The Downturn and Its Causes
The downturn is attributed to a combination of structural, cultural, and economic headwinds. Economic challenges and volatility especially in early 2025, a shift in consumer behavior, particularly among younger generations such as Gen Z, who are more skeptical about pricing and place higher value on sustainability and experience, price fatigue and tariff-related transparency affecting demand and pricing, and the evolution in the definition of luxury, with traditional luxury drivers like scarcity and status being reevaluated, are all contributing factors.
Resilience and Strategic Adaptation
Despite these short-term declines, Bain emphasizes the luxury sector’s historical resilience and the continuing emotional and identity-based drivers that will sustain engagement with luxury brands over the long term. The report highlights changes in luxury retail distribution, noting a decline of traditional multi-brand stores alongside the rise of single-brand stores and online marketplaces, which affects how luxury brands reach consumers.

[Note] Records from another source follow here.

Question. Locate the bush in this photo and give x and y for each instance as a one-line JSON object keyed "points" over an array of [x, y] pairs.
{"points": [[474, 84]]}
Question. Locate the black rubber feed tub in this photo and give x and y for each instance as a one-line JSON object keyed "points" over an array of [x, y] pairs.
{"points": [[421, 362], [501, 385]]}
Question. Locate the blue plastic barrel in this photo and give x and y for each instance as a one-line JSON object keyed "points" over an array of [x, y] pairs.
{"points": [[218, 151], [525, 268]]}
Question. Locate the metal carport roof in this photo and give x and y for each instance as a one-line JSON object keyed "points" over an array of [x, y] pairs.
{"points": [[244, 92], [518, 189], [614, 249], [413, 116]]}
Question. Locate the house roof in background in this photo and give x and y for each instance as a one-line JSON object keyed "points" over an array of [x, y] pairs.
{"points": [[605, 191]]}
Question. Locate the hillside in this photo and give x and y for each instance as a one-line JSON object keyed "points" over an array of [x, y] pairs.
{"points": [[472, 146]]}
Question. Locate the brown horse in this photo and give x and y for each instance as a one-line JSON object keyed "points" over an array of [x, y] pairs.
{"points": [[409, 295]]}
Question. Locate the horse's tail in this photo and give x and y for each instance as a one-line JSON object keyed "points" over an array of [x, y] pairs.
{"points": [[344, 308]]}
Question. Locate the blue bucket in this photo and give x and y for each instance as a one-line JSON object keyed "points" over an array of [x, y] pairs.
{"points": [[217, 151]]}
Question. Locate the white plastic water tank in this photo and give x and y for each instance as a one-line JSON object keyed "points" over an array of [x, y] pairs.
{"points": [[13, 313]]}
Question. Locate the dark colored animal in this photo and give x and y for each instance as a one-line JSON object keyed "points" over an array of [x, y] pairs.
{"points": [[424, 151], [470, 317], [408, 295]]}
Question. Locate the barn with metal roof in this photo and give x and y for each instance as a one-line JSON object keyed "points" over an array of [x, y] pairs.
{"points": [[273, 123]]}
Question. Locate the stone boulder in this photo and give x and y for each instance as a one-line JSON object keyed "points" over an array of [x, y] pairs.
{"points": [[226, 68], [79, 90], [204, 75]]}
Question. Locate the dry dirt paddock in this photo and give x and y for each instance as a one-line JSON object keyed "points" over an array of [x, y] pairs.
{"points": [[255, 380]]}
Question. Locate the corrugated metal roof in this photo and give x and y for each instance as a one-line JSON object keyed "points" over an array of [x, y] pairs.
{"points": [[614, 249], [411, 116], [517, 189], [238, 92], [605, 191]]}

LVMH's Strategy and Performance
LVMH, the world's largest luxury goods company, is not immune to these challenges. The fashion and leather goods segment, which generated about half of LVMH revenues last year, fell 8% in the first half of 2025. LVMH reported a 4% decline in total revenues for the first half of 2025, amounting to $46.7 billion (€39.8 billion). Net profits declined 22% to $6.9 billion in the same period.
In response, Bernard Arnault, CEO of LVMH, is working on simplifying the wine and spirits segment's structure and concentrating on its flagship brands. TD Cowen downgraded LVMH stock from Buy to Hold in April and doesn't expect to have clearer visibility on LVMH until after the second half of the year.
LVMH is also making moves to adapt to the changing market. The company has a minority stake in Polène, one of the upstart "quiet luxury" leather brands that is reported to have doubled sales in the last year. LVMH is shopping the Marc Jacobs brand to bring in $1 billion.
In the fashion division, Jonathan Anderson is the new fashion director for Christian Dior and Jack McCollough and Lazaro Hernandez are the new fashion directors for Loewe, but it will take time for their influence to translate into sales.
Controversy Surrounding Loro Piana
However, LVMH is not without controversy. One of its brands, Loro Piana, is caught in an expanding controversy surrounding allegations of worker abuse in the luxury supply chain.
In conclusion, the Bain and Altagamma forecast portrays 2025 as a challenging year for the global luxury market marked by its first contraction in over a decade, driven by economic pressures and evolving consumer values, yet leaving room for resilience and strategic adaptation among leading brands.
- The luxury fashion and leather goods business within LVMH, a significant contributor to their revenues, saw an 8% decline in the first half of 2025, reflecting the challenges facing the luxury market.
- In response to the market downturn, LVMH's CEO, Bernard Arnault, is focusing on streamlining the wine and spirits segment's structure and emphasizing flagship brands, while also pursuing opportunities such as investing in emerging "quiet luxury" brands like Polène and repositioning established ones, like selling Marc Jacobs brand for $1 billion.